Prof. Henzen verwies auf Daten zum kardiovaskulären Outcome unter dem oralen GLP-1-Rezeptoragonisten Semaglutid: Bei Personen mit Diabetes und hohem kardiovaskulärem Risiko kam es in 3,8 % der Fälle zu einem MACE (Major Adverse Cariac Event), verglichen mit 4,8 % unter Placebo; gleichzeitig erzielte man eine HbA1c-Senkung von einem Prozentpunkt und eine Gewichtsreduktion um 3,5 kg. In der PIONEER-Studie erwies sich Semaglutid vs. Empagliflozin hinsichtlich HbA1c-Senkung und antiinflammatorischem Effekt (CRP-Abnahme) als signifikant überlegen. Als einzigen Nachteil sah Prof. Henzen die vergleichsweise hohen Tagestherapiekosten der GLP-1-Analoga.
Was haben SGLT-2-Hemmer zu bieten?
Nachdem die Studie EMPA-REG OUTCOME® 2015 eine relevante Reduktion der kardiovaskulären Morbidität und Mortalität unter Empagliflozin bestätigt hatte, begann der Höhenflug der SGLT-2-Hemmer. Wie PD Dr. Bilz betonte, haben SGLT-2-Hemmer nicht nur die kardiorenale Prävention und die Behandlung von Patienten mit Diabetes fundamental verändert, sondern ebenso die von nichtdiabetischen Patienten mit Herzinsuffizienz und chronischer Niereninsuffizienz.
Trotz des auf den ersten Blick einfachen Wirkprinzips resultieren unter dem Strich umfassende Effekte, die weit über die verstärkte Urinausscheidung der Glukose und den damit verbundenen Kalorienverlust hinausgehen. Ohne Hypoglykämie-Risiko lässt sich eine verbesserte glykämische Kontrolle, verbunden mit Blutdrucksenkung und Gewichtsabnahme, erzielen. PD Dr. Bilz bezeichnete die SGLT2-Hemmer überdies als ideale Diuretika mit kardiorenalem Benefit. In den entscheidenden Outcome-Studien (EMPA-REG, CANVAS, DECLARE und VERTIS) konnten die SGLT-2-Hemmer mit hochsignifikanter Risikoreduktion überzeugen, so PD Dr. Bilz.
Was sagen nun die Guidelines? Seitens der «Standards of Medical Care in Diabetes» wird den SGLT-2-Hemmern eine prominente Rolle zugestanden. Insbesondere bei Diabetes-Patienten mit Herzinsuffizienz oder beeinträchtigter Nierenfunktion haben sie einen hohen Stellenwert. Unabhängig vom HbA1c werden SGLT-2-Hemmer bei Herzinsuffizienz und EF < 45 % sowie bei Niereninsuffizienz mit Albuminurie > 3 mg/mmol empfohlen. Bei Diabetes-Patienten mit hohem kardiovaskulärem Risiko hingegen werden SGLT-2-Hemmer und GLP-1-Analoga als gleichwertig eingestuft.
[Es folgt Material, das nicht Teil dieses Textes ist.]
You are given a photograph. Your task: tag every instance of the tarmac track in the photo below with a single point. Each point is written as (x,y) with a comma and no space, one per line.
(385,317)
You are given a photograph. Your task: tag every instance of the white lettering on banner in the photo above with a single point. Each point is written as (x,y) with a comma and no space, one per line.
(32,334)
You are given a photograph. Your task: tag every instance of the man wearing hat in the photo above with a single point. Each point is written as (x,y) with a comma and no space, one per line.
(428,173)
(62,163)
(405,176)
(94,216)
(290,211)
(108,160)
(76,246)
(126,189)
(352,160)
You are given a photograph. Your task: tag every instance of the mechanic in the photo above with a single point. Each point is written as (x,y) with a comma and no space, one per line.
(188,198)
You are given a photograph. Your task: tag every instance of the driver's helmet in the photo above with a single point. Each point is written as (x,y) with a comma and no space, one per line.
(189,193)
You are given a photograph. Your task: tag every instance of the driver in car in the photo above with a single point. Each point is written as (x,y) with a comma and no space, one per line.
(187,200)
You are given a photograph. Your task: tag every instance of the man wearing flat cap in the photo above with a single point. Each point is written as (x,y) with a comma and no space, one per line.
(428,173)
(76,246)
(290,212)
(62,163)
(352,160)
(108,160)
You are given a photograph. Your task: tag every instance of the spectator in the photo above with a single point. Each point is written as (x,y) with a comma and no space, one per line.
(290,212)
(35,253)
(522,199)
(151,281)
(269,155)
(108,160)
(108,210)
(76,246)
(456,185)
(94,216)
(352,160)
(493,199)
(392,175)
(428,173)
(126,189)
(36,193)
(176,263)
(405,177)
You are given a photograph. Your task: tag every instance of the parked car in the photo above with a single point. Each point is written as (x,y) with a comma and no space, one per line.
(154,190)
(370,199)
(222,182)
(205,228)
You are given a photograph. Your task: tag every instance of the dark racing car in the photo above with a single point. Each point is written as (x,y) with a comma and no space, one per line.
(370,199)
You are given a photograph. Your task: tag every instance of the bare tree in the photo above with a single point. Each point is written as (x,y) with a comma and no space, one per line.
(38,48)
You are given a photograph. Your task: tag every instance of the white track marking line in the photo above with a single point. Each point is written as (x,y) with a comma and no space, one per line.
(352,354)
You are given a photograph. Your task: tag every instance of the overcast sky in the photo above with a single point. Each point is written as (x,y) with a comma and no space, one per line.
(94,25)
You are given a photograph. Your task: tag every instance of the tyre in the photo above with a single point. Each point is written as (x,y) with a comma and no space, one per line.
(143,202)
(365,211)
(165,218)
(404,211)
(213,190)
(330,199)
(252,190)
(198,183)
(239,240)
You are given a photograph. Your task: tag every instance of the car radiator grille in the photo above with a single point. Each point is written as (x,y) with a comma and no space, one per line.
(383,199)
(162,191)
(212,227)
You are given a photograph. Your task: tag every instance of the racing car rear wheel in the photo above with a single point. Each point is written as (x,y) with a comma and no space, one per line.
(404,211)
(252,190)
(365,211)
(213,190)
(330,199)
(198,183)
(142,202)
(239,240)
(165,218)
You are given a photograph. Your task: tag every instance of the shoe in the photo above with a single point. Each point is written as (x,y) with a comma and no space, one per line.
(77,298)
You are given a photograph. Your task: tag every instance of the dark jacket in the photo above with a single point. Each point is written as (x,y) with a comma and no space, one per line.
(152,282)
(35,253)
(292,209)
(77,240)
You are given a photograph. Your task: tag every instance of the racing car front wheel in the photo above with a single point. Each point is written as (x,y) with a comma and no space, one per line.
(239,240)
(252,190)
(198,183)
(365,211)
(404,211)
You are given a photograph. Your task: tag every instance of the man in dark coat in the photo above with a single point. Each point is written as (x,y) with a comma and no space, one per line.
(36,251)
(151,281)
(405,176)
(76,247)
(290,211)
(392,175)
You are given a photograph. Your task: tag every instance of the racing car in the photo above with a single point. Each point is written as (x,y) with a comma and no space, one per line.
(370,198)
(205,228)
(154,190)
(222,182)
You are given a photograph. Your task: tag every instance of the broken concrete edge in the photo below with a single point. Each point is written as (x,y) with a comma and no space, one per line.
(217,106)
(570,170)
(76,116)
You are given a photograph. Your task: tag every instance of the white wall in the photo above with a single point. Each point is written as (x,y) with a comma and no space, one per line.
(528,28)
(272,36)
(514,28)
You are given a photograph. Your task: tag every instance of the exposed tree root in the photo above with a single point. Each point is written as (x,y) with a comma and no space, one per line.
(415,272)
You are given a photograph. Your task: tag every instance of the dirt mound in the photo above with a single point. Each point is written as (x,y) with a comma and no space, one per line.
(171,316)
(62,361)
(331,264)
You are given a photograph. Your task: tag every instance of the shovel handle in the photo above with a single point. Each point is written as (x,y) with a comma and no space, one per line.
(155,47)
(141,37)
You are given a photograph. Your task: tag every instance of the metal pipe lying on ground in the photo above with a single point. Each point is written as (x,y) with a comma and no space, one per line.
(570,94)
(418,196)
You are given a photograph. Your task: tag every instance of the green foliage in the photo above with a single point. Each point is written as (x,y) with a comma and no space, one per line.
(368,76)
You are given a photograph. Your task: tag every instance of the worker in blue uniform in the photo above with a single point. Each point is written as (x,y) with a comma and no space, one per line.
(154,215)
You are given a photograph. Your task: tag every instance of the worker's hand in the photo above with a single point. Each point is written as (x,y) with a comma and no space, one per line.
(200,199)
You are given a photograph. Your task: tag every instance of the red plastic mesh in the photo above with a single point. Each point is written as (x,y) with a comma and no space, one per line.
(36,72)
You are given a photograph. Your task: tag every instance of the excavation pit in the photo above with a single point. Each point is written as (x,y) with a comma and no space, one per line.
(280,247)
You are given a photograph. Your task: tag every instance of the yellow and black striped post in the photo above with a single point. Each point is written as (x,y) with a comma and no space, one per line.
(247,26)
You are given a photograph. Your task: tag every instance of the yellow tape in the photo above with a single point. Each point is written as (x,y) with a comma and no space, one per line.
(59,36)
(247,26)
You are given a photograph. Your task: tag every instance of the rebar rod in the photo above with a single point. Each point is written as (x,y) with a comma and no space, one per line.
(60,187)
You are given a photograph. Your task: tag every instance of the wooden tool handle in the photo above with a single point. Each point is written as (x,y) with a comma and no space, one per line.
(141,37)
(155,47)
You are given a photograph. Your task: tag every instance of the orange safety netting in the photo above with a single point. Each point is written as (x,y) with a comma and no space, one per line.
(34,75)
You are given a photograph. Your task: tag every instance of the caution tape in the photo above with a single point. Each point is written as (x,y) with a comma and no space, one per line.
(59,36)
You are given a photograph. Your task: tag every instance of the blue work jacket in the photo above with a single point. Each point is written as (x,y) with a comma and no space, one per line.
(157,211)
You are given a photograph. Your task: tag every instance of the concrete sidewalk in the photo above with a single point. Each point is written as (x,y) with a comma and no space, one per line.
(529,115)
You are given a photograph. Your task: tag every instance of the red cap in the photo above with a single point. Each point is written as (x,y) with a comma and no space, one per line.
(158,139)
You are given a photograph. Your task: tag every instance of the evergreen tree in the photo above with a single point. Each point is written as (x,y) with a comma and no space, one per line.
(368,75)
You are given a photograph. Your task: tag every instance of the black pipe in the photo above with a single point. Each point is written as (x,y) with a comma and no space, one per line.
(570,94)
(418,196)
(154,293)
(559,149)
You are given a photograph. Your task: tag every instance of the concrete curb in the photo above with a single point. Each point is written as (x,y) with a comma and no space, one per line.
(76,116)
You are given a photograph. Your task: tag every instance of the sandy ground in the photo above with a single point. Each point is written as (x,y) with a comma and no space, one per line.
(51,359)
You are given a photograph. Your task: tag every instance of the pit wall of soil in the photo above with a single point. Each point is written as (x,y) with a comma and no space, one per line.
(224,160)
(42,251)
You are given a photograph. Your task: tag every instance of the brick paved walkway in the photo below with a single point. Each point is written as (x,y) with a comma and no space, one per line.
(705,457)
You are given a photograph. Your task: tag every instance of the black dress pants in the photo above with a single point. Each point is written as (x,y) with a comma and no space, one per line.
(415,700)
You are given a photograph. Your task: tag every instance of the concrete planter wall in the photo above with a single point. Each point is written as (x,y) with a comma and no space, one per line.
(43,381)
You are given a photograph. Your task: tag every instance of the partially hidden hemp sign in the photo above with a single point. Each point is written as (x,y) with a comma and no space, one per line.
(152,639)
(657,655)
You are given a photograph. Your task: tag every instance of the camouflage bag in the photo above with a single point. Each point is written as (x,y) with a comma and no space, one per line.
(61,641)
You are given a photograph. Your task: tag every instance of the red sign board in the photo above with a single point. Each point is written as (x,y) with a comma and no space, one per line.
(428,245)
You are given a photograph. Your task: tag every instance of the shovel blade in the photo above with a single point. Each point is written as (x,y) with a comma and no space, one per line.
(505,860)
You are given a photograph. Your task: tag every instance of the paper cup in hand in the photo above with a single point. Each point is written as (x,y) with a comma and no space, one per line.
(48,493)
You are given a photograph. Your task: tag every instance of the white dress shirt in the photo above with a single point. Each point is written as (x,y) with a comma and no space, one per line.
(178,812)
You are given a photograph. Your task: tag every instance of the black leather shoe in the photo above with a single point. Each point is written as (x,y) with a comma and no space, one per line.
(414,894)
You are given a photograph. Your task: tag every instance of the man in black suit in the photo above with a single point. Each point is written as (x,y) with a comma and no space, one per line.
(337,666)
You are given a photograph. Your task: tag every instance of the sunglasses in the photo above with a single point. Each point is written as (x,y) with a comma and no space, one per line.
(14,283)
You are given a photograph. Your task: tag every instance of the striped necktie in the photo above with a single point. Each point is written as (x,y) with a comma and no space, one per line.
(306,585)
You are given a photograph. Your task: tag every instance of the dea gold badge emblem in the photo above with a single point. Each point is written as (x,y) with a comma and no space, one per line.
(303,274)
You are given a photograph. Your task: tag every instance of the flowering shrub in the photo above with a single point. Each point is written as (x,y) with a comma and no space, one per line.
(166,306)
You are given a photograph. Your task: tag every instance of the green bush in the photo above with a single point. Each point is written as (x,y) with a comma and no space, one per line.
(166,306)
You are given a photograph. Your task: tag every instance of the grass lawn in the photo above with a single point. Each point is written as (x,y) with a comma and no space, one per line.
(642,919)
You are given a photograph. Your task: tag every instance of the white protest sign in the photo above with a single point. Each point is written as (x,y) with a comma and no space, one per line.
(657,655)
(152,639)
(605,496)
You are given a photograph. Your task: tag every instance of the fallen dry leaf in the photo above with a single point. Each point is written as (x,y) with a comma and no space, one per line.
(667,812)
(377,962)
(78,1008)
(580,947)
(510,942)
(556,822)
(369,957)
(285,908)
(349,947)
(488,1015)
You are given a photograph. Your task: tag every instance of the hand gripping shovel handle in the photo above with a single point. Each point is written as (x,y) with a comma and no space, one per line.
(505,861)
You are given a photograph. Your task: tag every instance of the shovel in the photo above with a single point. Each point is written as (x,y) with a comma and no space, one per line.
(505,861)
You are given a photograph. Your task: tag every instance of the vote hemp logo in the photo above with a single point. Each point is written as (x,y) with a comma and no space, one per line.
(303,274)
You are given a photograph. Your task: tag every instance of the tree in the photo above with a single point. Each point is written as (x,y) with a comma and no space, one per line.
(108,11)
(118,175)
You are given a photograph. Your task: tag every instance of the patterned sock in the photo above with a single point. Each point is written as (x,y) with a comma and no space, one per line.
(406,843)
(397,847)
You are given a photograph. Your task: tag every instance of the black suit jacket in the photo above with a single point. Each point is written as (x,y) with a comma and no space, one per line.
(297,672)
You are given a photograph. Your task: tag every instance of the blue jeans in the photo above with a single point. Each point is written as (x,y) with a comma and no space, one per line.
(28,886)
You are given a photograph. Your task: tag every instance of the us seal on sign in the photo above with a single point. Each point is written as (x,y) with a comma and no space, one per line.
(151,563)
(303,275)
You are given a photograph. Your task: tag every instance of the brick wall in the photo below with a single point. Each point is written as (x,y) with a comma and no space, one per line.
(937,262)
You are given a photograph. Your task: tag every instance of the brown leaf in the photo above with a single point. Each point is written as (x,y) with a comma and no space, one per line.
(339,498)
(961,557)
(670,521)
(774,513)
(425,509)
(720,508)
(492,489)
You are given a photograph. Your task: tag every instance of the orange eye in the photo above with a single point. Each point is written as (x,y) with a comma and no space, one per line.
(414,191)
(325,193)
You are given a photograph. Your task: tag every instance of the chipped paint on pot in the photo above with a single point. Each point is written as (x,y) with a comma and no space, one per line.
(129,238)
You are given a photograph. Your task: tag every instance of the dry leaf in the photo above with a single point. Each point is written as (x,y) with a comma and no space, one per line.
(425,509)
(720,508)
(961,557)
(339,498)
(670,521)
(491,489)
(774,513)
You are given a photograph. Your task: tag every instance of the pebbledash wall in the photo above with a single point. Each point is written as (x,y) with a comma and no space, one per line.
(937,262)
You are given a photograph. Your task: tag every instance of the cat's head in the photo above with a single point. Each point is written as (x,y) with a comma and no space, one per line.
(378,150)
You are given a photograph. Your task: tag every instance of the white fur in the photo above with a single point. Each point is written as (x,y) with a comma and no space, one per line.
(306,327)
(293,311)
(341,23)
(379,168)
Die abschliessende kurze Diskussion ergab eine WIN/WIN-Situation: Inzwischen haben sich SGLT-2-Hemmer wie auch GLP-1-Analoga, allein oder auch in Kombination, als unverzichtbare Komponenten im therapeutischen Armamentarium von Diabetologen, Kardiologen und Nephrologen etabliert. Beide Experten befürworteten den kombinierten Einsatz von SGLT-2-Hemmern und GLP-1-Analoga – nach Kostengutsprache – als Reservetherapie.